In the yogurt Lazor makes for himself (whole-milk, of course; I have yet to meet a yogurt producer who likes anything less), I sampled the full range of flavors in Butterworks milk, from herbal to slightly pungent. The long pasteurization required for all commercial yogurt erases many but not all of the herbal and floral grass flavors, and not the pure, sweet flavor of Butterworks milk. The yogurt he spooned out of a big mason jar for me to try was straw-colored, with the texture and richness of soft sour cream. "This," Lazor said, taking a spoonful for himself, "is sort of divine."
I was already sold. The Butterworks Farm yogurt I regularly demolish—nonfat, which is almost the only kind I find in Boston stores, and is 80 percent of what Butterworks makes—is a thing of delicate beauty. It breaks into miniature canyons and bluffs, like junket. What Lazor calls a "tender set" results from the absence of the jelling agents that other manufacturers use—chiefly pectin (found in fruits and used in jams) and starch. The flavor is lightly sour, with none of the harsh vinegar sting of many unflavored yogurts. It's just tart enough to be refreshing.
I much prefer yogurt without pectin, which in excess can give a rubbery texture, and without starch, which often leaves a chalky flavor. But manufacturing yogurt without them is a high-wire act. Pectin helps keep the yogurt from separating to form a layer of whey—the liquid at the top of many yogurt containers. (My reflexive draining of the whey, I recently learned, throws out protein and minerals; for the full nutritional benefit of yogurt, stir the whey back in.) The makers of a newly available Greek yogurt I like very much, Total, also omit the pectin but strain out the liquid in advance, putting into small tubs a lightly tangy yogurt almost as thick as whipped cream cheese.
My visit was cut short by a call from Lazor's daughter. "I have to go and chase some cows," Lazor told me. He took me to the barn where his wife was doing the evening milking, helped by their future son-in-law. I saw what Lazor meant when he called their forty-odd Jersey cows "a bunch of pets": each has a name (Menorah, Vetch, Milkyway), and they are much smaller than Holsteins, the usual New England dairy cow. While the Lazors pulled the errant cows back to the barn by their collars, I quietly left with several containers from the big storage refrigerator.
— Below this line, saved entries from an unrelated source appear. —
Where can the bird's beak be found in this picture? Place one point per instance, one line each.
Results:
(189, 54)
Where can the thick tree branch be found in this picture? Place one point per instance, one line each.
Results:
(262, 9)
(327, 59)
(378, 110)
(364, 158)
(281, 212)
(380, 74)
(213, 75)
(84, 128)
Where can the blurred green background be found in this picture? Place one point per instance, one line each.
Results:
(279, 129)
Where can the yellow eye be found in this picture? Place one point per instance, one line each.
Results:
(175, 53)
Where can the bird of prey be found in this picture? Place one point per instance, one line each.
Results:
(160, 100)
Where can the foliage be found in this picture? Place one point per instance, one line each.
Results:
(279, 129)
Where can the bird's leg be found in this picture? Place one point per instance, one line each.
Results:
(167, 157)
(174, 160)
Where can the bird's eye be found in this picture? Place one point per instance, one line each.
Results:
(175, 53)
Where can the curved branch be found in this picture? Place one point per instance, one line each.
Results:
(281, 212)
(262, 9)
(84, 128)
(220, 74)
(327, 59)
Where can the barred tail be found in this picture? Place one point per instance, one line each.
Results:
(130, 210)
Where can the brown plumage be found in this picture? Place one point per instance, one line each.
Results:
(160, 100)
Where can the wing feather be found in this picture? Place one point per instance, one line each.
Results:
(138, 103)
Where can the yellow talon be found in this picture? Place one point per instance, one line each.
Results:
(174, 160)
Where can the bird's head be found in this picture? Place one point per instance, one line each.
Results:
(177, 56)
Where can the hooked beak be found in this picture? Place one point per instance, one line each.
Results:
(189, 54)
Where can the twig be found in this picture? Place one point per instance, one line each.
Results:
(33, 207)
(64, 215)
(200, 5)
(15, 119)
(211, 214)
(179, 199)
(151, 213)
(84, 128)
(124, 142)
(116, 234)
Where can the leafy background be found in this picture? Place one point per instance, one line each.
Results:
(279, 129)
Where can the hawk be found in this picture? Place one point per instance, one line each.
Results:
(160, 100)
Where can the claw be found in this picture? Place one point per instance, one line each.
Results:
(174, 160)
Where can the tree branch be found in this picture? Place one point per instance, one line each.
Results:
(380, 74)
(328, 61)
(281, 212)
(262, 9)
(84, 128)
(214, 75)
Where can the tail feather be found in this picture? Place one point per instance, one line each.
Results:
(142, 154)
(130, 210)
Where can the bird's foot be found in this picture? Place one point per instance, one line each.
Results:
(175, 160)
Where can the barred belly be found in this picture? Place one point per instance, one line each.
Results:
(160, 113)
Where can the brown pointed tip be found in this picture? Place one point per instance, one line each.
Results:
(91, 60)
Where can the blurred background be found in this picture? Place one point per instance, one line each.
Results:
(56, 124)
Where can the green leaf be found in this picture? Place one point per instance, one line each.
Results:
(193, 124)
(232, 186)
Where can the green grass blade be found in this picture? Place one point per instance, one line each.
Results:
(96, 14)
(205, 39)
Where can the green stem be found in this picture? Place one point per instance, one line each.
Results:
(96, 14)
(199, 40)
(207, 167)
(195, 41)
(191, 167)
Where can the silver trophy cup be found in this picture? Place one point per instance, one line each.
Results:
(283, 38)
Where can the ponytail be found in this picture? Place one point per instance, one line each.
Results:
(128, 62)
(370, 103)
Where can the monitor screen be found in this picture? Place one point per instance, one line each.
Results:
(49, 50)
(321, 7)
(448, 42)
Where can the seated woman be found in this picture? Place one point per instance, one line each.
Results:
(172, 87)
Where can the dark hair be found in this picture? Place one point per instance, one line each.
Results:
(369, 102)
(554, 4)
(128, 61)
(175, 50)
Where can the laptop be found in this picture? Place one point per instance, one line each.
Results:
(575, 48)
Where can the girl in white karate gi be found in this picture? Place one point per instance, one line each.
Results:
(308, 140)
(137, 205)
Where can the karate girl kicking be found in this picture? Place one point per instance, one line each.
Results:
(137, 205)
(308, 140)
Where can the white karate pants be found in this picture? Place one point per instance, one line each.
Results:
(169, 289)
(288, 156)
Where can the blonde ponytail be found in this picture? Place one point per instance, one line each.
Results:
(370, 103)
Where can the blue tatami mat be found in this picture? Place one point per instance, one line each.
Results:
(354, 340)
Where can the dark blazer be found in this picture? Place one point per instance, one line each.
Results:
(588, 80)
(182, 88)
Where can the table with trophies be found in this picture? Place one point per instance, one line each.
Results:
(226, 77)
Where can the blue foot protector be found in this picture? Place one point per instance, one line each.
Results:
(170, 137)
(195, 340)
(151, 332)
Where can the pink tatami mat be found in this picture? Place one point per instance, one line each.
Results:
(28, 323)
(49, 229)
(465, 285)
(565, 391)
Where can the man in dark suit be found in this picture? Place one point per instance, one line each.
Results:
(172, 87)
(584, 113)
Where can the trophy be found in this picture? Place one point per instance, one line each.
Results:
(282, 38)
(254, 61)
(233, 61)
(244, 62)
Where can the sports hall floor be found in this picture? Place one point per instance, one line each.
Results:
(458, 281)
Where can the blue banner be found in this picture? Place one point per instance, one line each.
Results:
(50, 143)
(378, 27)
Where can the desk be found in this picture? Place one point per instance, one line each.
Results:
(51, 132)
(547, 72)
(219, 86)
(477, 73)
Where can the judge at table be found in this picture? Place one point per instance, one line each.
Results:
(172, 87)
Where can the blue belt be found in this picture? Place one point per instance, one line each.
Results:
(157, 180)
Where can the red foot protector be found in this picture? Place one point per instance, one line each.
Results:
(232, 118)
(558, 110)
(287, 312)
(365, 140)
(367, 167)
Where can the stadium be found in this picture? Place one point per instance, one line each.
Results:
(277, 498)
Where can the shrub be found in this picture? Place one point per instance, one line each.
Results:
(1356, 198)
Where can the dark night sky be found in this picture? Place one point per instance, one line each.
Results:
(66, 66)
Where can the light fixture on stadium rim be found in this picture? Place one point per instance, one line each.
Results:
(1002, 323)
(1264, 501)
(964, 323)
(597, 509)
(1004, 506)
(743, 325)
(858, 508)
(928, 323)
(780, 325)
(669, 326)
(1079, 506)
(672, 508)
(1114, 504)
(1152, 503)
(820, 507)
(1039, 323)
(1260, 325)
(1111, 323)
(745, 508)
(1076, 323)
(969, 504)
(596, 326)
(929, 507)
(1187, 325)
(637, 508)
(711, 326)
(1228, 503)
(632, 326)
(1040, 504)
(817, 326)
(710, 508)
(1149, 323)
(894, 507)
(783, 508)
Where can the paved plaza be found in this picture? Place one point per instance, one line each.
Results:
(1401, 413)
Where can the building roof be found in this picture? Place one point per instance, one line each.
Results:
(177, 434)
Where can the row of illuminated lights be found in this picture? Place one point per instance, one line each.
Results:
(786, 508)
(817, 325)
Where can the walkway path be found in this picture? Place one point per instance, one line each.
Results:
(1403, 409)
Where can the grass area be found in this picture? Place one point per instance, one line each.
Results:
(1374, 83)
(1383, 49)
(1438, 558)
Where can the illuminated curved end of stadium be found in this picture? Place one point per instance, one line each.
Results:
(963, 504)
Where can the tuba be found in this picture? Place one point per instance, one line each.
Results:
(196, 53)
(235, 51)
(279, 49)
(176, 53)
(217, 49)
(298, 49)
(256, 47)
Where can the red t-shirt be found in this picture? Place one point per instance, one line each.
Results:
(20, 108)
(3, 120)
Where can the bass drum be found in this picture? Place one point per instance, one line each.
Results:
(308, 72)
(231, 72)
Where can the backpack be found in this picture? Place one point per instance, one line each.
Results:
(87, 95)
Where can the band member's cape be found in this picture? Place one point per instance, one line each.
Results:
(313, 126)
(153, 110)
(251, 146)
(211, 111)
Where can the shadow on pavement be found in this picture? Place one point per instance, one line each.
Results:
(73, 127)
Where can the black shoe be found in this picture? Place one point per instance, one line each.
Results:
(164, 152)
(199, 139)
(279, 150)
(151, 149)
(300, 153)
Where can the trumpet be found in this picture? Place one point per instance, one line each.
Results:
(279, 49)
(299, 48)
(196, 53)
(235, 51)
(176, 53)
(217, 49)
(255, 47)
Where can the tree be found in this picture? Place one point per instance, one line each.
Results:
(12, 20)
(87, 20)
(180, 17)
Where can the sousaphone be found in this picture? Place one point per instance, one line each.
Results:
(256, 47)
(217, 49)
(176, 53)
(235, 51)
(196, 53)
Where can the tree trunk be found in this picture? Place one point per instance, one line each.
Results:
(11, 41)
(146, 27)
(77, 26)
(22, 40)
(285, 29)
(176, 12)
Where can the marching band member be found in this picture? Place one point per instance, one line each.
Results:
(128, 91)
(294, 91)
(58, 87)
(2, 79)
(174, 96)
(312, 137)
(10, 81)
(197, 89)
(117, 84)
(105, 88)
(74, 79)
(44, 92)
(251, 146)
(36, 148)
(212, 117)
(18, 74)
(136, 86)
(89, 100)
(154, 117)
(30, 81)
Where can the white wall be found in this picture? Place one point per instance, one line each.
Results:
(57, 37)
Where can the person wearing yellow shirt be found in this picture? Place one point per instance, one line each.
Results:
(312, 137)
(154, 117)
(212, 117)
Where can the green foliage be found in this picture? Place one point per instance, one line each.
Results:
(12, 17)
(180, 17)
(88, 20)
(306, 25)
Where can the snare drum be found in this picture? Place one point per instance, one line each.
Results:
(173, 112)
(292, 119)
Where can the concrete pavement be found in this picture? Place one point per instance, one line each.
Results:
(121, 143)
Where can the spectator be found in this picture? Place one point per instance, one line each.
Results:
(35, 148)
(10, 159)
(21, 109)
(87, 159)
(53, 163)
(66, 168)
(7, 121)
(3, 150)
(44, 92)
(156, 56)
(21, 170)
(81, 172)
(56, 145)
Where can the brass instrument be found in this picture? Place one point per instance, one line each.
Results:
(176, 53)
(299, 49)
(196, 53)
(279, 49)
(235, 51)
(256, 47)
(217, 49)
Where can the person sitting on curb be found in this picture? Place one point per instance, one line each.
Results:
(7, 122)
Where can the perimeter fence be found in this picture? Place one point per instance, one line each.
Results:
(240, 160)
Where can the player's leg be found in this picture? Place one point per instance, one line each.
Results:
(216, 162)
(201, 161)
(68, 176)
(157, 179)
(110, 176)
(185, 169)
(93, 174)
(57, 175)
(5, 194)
I was surprised by how firm the contents were. The knocking around that cartons get as they are loaded and unloaded (Butterworks Farm yogurt is sold on the East Coast as far south as Raleigh-Durham) disturbs the structure formed while the yogurt cools and sets. As Lazor had recommended, I took a pint, the smallest container Butterworks makes, of maple yogurt, made with New England syrup and no other flavoring. I had always thought that whole-milk yogurt was too rich to eat much of at a time, and of course sinful—although the new bad-guy status of trans fats, found in nearly every packaged baked or fried good, makes cream and butter seem positively virtuous. This was silken and sweet but not too sweet, with none of the blaring synthesized maple flavor we now take for granted. The taste was slightly smoky and reminiscent of butterscotch. The container was empty by the time I turned in.